Plaintiffs indicate that the AR appears to contain only "three substantive emails and one supporting document regarding the Defendant's technical assistance for the draft [BAs] in 2015, despite the fact that NMFS participated in weekly section 7 consultation meetings during this time period." Obegi Decl. ¶ 7.c. As Ms. Marcinkevage explained, the AR already includes numerous documents pertaining to technical assistance provided by NMFS during this time period, including documents pertaining to the weekly consultation meetings. See Marcinkevage Decl. ¶¶ 4.h & 4.i. Plaintiffs again fail to point to any concrete information that suggests NMFS improperly excluded any information pertaining to technical assistance on the Waterfix BAs during this timeframe. Moreover, other than the generic legal arguments otherwise rejected above, Plaintiffs have not provided any information that indicates, let alone demonstrates, that NMFS is asserting the deliberative process privilege in an inappropriate way in connection with technical assistance documents.

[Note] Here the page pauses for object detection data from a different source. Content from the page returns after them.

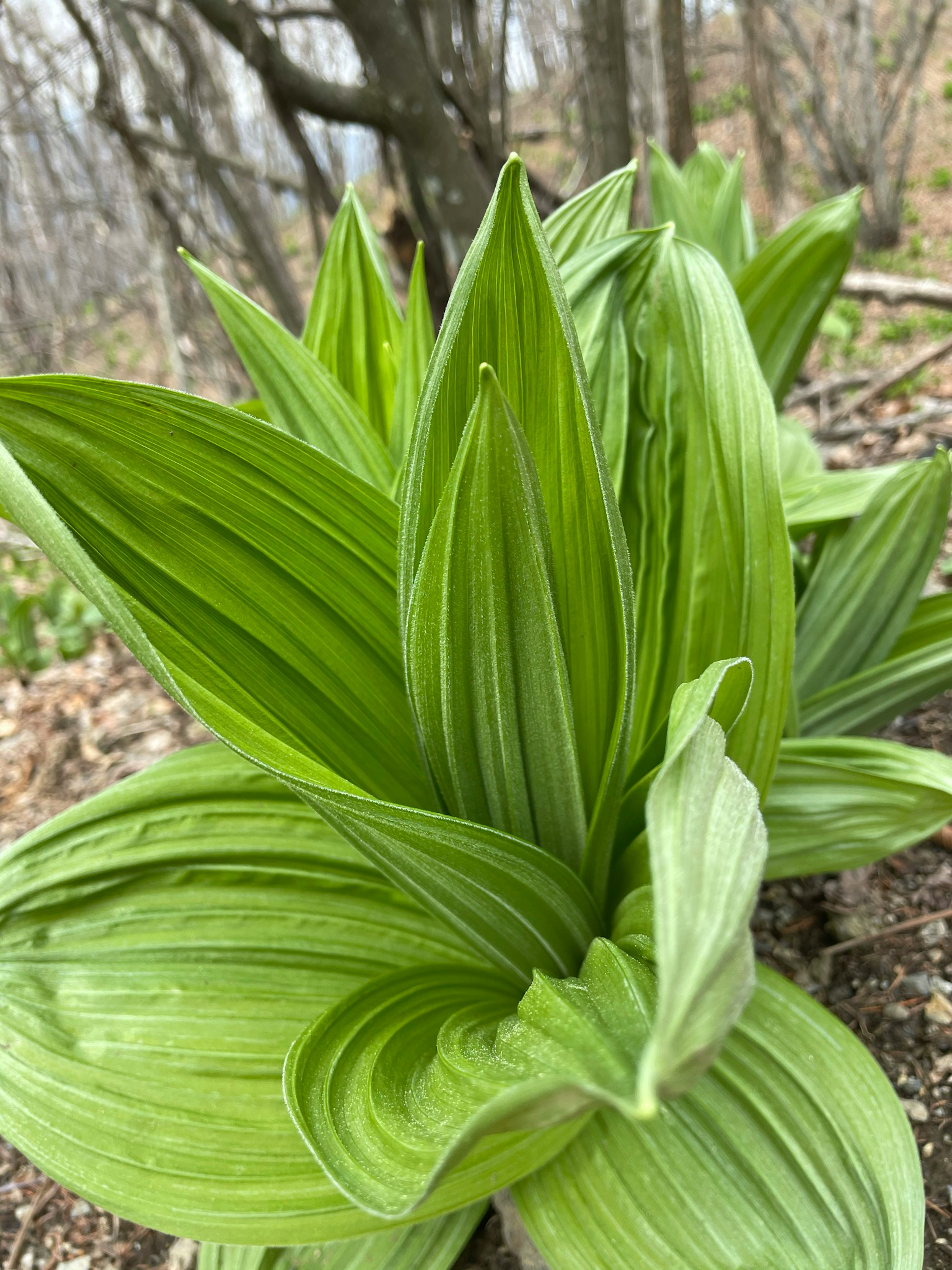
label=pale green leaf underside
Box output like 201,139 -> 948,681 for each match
800,593 -> 952,737
514,969 -> 923,1270
764,737 -> 952,878
400,158 -> 633,900
406,367 -> 586,871
301,186 -> 404,444
0,376 -> 599,983
542,159 -> 638,268
181,250 -> 393,494
638,663 -> 767,1114
198,1203 -> 486,1270
793,451 -> 952,697
284,940 -> 655,1215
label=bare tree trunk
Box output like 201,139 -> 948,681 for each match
579,0 -> 631,177
740,0 -> 795,229
657,0 -> 697,162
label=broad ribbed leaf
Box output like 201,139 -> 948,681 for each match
561,230 -> 668,493
649,141 -> 716,255
514,970 -> 923,1270
0,376 -> 598,983
793,449 -> 952,698
764,737 -> 952,878
781,465 -> 905,541
406,366 -> 585,870
800,592 -> 952,737
301,186 -> 404,443
621,239 -> 793,790
734,189 -> 862,406
284,940 -> 654,1215
400,158 -> 635,900
390,243 -> 433,467
180,249 -> 393,494
638,663 -> 767,1115
198,1204 -> 486,1270
0,745 -> 533,1245
0,376 -> 430,805
542,159 -> 638,268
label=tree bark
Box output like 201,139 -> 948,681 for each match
579,0 -> 631,178
740,0 -> 793,229
657,0 -> 697,162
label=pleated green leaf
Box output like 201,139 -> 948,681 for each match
0,745 -> 518,1245
0,376 -> 599,983
514,970 -> 924,1270
781,465 -> 904,541
198,1204 -> 486,1270
800,592 -> 952,737
400,158 -> 635,902
734,189 -> 862,406
561,230 -> 668,493
284,940 -> 654,1215
795,449 -> 952,698
301,186 -> 404,444
180,249 -> 393,494
390,243 -> 433,467
542,159 -> 638,268
621,239 -> 793,790
764,737 -> 952,878
406,366 -> 586,870
638,662 -> 767,1115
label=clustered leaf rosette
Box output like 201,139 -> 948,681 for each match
0,158 -> 952,1270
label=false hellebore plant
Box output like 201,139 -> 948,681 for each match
0,159 -> 923,1270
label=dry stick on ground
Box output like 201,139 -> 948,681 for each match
820,908 -> 952,956
825,335 -> 952,428
4,1182 -> 59,1270
839,269 -> 952,309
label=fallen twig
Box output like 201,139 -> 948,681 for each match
839,269 -> 952,309
825,335 -> 952,428
820,908 -> 952,956
4,1182 -> 57,1270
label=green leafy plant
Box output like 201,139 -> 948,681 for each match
0,158 -> 934,1270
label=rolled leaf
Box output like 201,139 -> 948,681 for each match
734,189 -> 862,406
198,1204 -> 486,1270
301,186 -> 404,443
800,592 -> 952,737
542,159 -> 638,268
284,940 -> 654,1215
390,243 -> 433,467
400,156 -> 635,902
180,249 -> 393,494
0,376 -> 599,983
764,737 -> 952,878
513,969 -> 924,1270
793,449 -> 952,698
0,745 -> 518,1245
781,465 -> 902,541
406,366 -> 586,870
638,663 -> 767,1115
621,239 -> 793,790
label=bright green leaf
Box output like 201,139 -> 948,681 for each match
301,186 -> 402,443
795,449 -> 952,700
542,159 -> 638,268
400,158 -> 635,900
800,592 -> 952,737
764,737 -> 952,878
390,243 -> 433,467
621,239 -> 793,790
514,970 -> 924,1270
734,189 -> 862,406
406,366 -> 586,870
180,249 -> 393,494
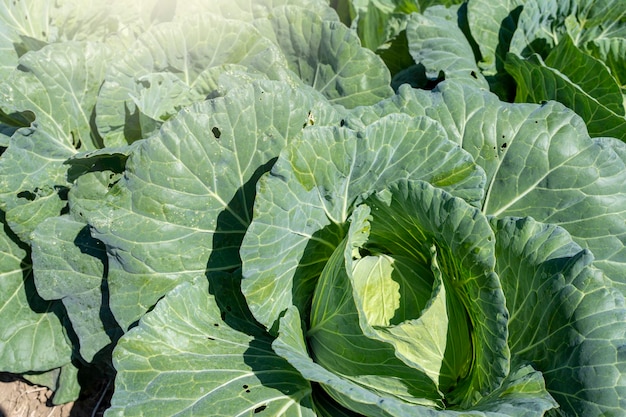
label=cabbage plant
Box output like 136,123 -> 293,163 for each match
0,0 -> 626,417
97,82 -> 626,416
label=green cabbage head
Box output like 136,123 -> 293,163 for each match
100,82 -> 626,417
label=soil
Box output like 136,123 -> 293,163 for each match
0,372 -> 111,417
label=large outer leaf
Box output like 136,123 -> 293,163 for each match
346,81 -> 626,290
32,216 -> 121,362
96,13 -> 286,146
492,218 -> 626,417
467,0 -> 524,75
272,306 -> 556,417
83,82 -> 339,329
105,278 -> 315,417
505,36 -> 626,140
254,6 -> 393,108
406,6 -> 489,88
241,111 -> 484,327
0,212 -> 72,373
210,0 -> 339,22
0,42 -> 109,242
483,103 -> 626,291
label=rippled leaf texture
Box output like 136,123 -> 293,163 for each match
84,82 -> 340,329
505,36 -> 626,140
346,81 -> 626,296
272,306 -> 556,417
0,42 -> 108,242
241,111 -> 484,327
95,12 -> 287,146
406,6 -> 489,88
256,6 -> 393,108
360,181 -> 509,408
467,0 -> 524,75
492,218 -> 626,417
0,212 -> 72,373
32,216 -> 121,362
106,278 -> 316,417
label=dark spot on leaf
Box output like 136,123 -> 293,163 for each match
17,191 -> 37,201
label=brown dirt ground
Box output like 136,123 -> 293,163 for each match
0,372 -> 111,417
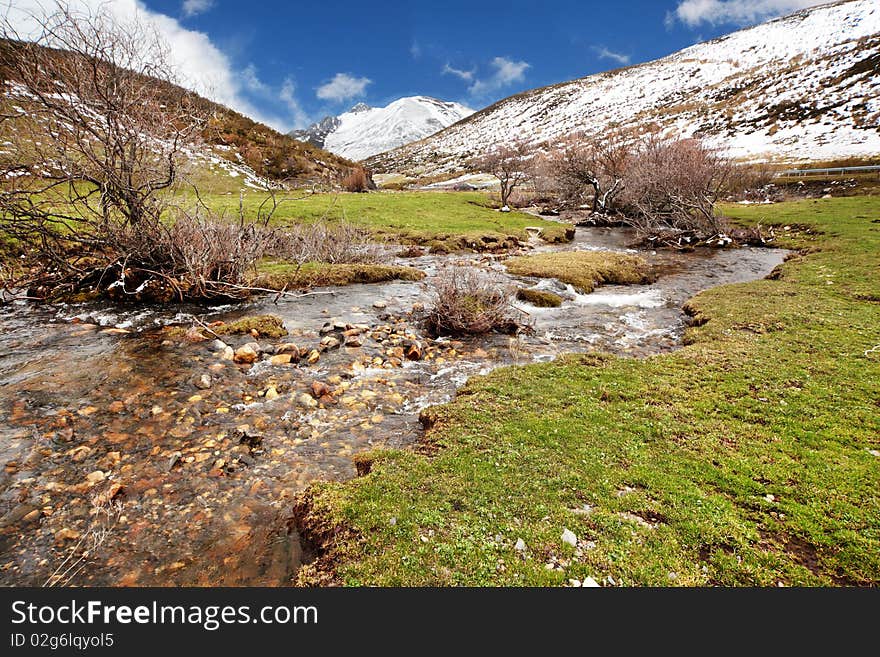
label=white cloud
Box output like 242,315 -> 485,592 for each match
666,0 -> 828,27
241,64 -> 271,95
0,0 -> 286,130
317,73 -> 372,103
278,77 -> 312,129
468,57 -> 531,97
440,64 -> 476,82
593,46 -> 630,66
180,0 -> 214,18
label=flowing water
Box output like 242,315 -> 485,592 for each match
0,228 -> 785,586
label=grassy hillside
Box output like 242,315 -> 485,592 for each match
0,40 -> 354,186
185,191 -> 566,250
298,197 -> 880,586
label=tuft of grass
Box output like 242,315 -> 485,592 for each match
175,190 -> 574,251
516,287 -> 562,308
211,315 -> 287,338
297,197 -> 880,586
249,260 -> 425,290
505,251 -> 655,293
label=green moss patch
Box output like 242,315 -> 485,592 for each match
250,261 -> 425,290
516,287 -> 562,308
211,315 -> 287,338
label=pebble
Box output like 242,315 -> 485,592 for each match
275,342 -> 301,359
312,381 -> 332,399
235,343 -> 259,364
321,335 -> 340,349
296,392 -> 318,408
86,470 -> 107,485
55,527 -> 82,543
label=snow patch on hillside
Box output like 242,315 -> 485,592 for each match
294,96 -> 474,160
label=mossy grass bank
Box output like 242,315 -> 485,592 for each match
504,251 -> 655,293
297,197 -> 880,586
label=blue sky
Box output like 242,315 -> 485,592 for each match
82,0 -> 836,129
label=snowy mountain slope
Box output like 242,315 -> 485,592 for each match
367,0 -> 880,176
291,96 -> 474,160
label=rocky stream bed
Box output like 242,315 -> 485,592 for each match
0,228 -> 785,586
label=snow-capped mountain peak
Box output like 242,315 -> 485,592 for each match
291,96 -> 474,160
368,0 -> 880,175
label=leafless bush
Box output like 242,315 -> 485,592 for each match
342,167 -> 370,192
623,135 -> 731,242
0,2 -> 249,298
267,221 -> 388,264
470,141 -> 531,207
550,131 -> 632,214
427,266 -> 521,335
71,209 -> 275,302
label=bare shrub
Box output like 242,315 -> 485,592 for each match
266,221 -> 388,264
342,167 -> 370,192
427,266 -> 521,335
75,209 -> 275,302
550,131 -> 632,214
0,2 -> 270,300
469,141 -> 531,208
624,135 -> 731,243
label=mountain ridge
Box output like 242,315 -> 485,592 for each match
289,96 -> 473,160
366,0 -> 880,176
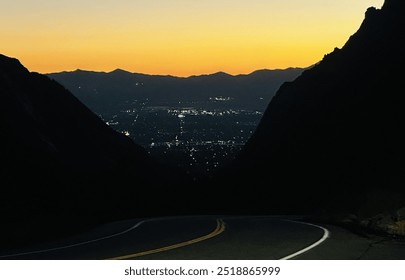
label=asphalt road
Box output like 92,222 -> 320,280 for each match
0,216 -> 405,260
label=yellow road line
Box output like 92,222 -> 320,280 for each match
110,219 -> 225,260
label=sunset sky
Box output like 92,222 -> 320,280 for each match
0,0 -> 384,76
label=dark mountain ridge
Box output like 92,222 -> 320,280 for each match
0,55 -> 186,246
47,68 -> 303,114
216,0 -> 405,219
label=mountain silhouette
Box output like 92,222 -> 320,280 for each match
48,68 -> 304,114
219,0 -> 405,215
0,55 -> 185,246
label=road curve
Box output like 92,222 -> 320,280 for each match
0,216 -> 329,260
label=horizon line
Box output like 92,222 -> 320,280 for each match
43,64 -> 315,79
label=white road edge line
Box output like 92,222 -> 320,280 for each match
0,221 -> 146,258
280,220 -> 330,260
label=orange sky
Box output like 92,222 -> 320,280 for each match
0,0 -> 383,76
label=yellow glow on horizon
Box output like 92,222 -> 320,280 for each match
0,0 -> 383,76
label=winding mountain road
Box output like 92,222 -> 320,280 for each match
0,216 -> 405,260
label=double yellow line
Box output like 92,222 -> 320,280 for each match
110,219 -> 225,260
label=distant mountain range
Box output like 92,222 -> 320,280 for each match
48,68 -> 304,176
0,0 -> 405,247
48,68 -> 304,114
0,55 -> 188,246
218,0 -> 405,219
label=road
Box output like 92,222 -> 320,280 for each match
0,216 -> 405,260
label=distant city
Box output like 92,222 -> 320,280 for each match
100,96 -> 263,176
49,68 -> 305,178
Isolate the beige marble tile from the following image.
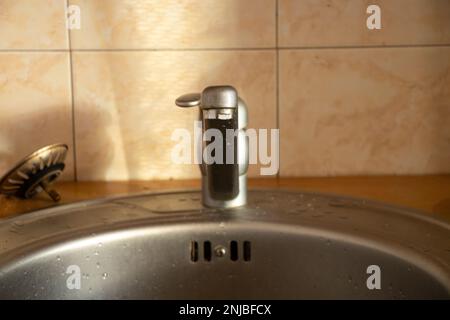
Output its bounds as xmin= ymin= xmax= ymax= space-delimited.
xmin=0 ymin=53 xmax=73 ymax=180
xmin=0 ymin=0 xmax=68 ymax=50
xmin=70 ymin=0 xmax=275 ymax=49
xmin=280 ymin=47 xmax=450 ymax=176
xmin=73 ymin=50 xmax=276 ymax=180
xmin=279 ymin=0 xmax=450 ymax=47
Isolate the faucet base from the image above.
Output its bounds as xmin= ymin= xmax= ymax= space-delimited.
xmin=202 ymin=174 xmax=247 ymax=208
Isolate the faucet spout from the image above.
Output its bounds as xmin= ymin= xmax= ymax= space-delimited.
xmin=176 ymin=86 xmax=248 ymax=208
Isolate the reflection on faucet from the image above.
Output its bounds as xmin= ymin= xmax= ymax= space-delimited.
xmin=176 ymin=86 xmax=248 ymax=208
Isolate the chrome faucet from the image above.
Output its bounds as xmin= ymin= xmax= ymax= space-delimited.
xmin=175 ymin=86 xmax=249 ymax=208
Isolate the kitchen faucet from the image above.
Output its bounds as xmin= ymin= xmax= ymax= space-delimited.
xmin=175 ymin=86 xmax=249 ymax=208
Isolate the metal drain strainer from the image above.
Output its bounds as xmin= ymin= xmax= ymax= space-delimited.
xmin=0 ymin=144 xmax=69 ymax=201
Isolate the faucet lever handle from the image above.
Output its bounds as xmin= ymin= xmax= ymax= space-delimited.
xmin=175 ymin=93 xmax=202 ymax=108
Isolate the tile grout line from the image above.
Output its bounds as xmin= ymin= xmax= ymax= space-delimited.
xmin=0 ymin=42 xmax=450 ymax=53
xmin=275 ymin=0 xmax=281 ymax=181
xmin=66 ymin=0 xmax=78 ymax=182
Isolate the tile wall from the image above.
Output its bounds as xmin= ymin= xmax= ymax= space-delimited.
xmin=0 ymin=0 xmax=450 ymax=180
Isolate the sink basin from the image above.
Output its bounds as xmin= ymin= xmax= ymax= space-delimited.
xmin=0 ymin=190 xmax=450 ymax=299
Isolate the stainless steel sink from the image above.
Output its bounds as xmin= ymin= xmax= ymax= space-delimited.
xmin=0 ymin=190 xmax=450 ymax=299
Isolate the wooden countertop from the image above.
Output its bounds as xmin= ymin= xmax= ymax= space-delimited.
xmin=0 ymin=175 xmax=450 ymax=221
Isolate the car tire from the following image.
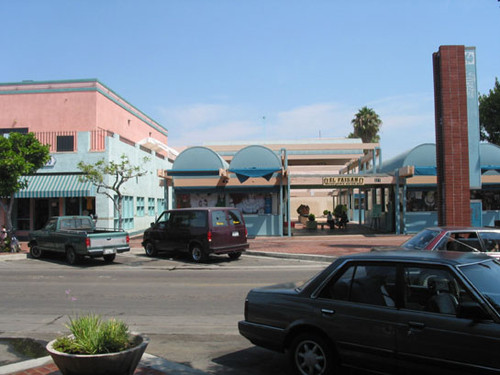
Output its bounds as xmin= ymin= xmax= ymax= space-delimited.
xmin=227 ymin=251 xmax=241 ymax=260
xmin=102 ymin=254 xmax=116 ymax=263
xmin=30 ymin=245 xmax=43 ymax=259
xmin=190 ymin=245 xmax=208 ymax=263
xmin=144 ymin=242 xmax=158 ymax=257
xmin=290 ymin=333 xmax=338 ymax=375
xmin=66 ymin=247 xmax=81 ymax=266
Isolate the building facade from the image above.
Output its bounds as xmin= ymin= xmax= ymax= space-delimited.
xmin=0 ymin=79 xmax=176 ymax=237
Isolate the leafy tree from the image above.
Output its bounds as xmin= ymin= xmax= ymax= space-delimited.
xmin=347 ymin=107 xmax=382 ymax=143
xmin=78 ymin=154 xmax=149 ymax=230
xmin=479 ymin=78 xmax=500 ymax=145
xmin=0 ymin=133 xmax=50 ymax=230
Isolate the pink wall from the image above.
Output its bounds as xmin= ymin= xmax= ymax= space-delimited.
xmin=0 ymin=92 xmax=96 ymax=132
xmin=0 ymin=80 xmax=167 ymax=144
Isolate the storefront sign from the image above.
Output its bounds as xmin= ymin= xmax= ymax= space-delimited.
xmin=323 ymin=176 xmax=365 ymax=186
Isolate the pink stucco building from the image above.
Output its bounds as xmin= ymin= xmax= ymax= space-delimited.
xmin=0 ymin=79 xmax=176 ymax=235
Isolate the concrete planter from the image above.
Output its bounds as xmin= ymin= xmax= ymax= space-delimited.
xmin=46 ymin=335 xmax=149 ymax=375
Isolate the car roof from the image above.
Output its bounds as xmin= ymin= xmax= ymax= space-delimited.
xmin=424 ymin=225 xmax=500 ymax=232
xmin=339 ymin=249 xmax=493 ymax=266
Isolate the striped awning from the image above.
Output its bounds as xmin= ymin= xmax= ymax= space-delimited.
xmin=14 ymin=174 xmax=95 ymax=198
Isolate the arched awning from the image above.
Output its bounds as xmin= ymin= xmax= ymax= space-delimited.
xmin=229 ymin=145 xmax=282 ymax=182
xmin=167 ymin=146 xmax=229 ymax=176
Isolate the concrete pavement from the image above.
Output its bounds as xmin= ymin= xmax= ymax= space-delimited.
xmin=0 ymin=224 xmax=410 ymax=375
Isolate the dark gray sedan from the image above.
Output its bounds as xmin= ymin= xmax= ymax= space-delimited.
xmin=239 ymin=250 xmax=500 ymax=375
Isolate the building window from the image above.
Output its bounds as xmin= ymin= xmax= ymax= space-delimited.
xmin=0 ymin=128 xmax=28 ymax=137
xmin=156 ymin=198 xmax=167 ymax=215
xmin=137 ymin=197 xmax=144 ymax=216
xmin=56 ymin=135 xmax=75 ymax=152
xmin=15 ymin=198 xmax=30 ymax=230
xmin=114 ymin=195 xmax=134 ymax=230
xmin=148 ymin=198 xmax=155 ymax=216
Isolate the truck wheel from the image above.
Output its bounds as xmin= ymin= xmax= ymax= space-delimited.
xmin=191 ymin=245 xmax=208 ymax=263
xmin=227 ymin=251 xmax=241 ymax=260
xmin=66 ymin=247 xmax=80 ymax=265
xmin=102 ymin=254 xmax=116 ymax=263
xmin=144 ymin=242 xmax=158 ymax=257
xmin=30 ymin=245 xmax=43 ymax=259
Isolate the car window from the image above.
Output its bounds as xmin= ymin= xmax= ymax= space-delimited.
xmin=189 ymin=211 xmax=207 ymax=228
xmin=212 ymin=210 xmax=228 ymax=227
xmin=402 ymin=229 xmax=439 ymax=250
xmin=403 ymin=267 xmax=472 ymax=315
xmin=459 ymin=259 xmax=500 ymax=314
xmin=438 ymin=232 xmax=481 ymax=252
xmin=319 ymin=264 xmax=396 ymax=307
xmin=45 ymin=219 xmax=57 ymax=230
xmin=228 ymin=210 xmax=241 ymax=225
xmin=169 ymin=212 xmax=189 ymax=228
xmin=479 ymin=232 xmax=500 ymax=252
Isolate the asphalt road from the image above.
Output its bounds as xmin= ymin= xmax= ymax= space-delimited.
xmin=0 ymin=252 xmax=328 ymax=375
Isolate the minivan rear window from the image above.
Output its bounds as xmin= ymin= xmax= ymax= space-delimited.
xmin=228 ymin=210 xmax=241 ymax=225
xmin=212 ymin=210 xmax=228 ymax=227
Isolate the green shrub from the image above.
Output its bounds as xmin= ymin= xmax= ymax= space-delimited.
xmin=54 ymin=314 xmax=134 ymax=354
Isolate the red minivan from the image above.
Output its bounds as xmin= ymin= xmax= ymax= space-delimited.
xmin=142 ymin=207 xmax=248 ymax=263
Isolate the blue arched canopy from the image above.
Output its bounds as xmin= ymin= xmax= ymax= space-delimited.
xmin=229 ymin=145 xmax=281 ymax=182
xmin=168 ymin=146 xmax=229 ymax=176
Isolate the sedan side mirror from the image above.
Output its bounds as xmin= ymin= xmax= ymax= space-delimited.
xmin=457 ymin=302 xmax=491 ymax=321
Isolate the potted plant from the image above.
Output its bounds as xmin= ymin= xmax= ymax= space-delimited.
xmin=297 ymin=204 xmax=309 ymax=224
xmin=306 ymin=214 xmax=318 ymax=229
xmin=46 ymin=314 xmax=149 ymax=375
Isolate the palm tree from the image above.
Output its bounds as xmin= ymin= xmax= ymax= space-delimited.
xmin=347 ymin=107 xmax=382 ymax=143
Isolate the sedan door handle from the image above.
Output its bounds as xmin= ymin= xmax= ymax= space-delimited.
xmin=321 ymin=309 xmax=335 ymax=315
xmin=408 ymin=322 xmax=425 ymax=336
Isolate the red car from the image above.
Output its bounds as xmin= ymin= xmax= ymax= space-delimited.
xmin=401 ymin=227 xmax=500 ymax=258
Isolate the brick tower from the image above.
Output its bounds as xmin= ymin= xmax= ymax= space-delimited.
xmin=433 ymin=46 xmax=471 ymax=226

Therefore, the motion is DENIED as to Document Group 7.c.
V. CONCLUSION AND ORDER
For the reasons set forth above, Plaintiffs' motion to complete/supplement the record is GRANTED IN PART AND DENIED IN PART AND HELD IN ABEYANCE IN PART. NMFS shall file a supplemental declaration no more than four pages in length clarifying its position with respect to absolute model runs on or before July 6, 2019. Thereafter, Plaintiffs shall have seven days to file a response of no greater length. Upon the expiration of the response deadline, the Court will rule promptly. Meanwhile, NMFS should make efforts to add the agreed upon and ordered documents to the AR, as NMFS shall lodge either a revised or supplemental AR on or before July 20, 2017. IT IS SO ORDERED.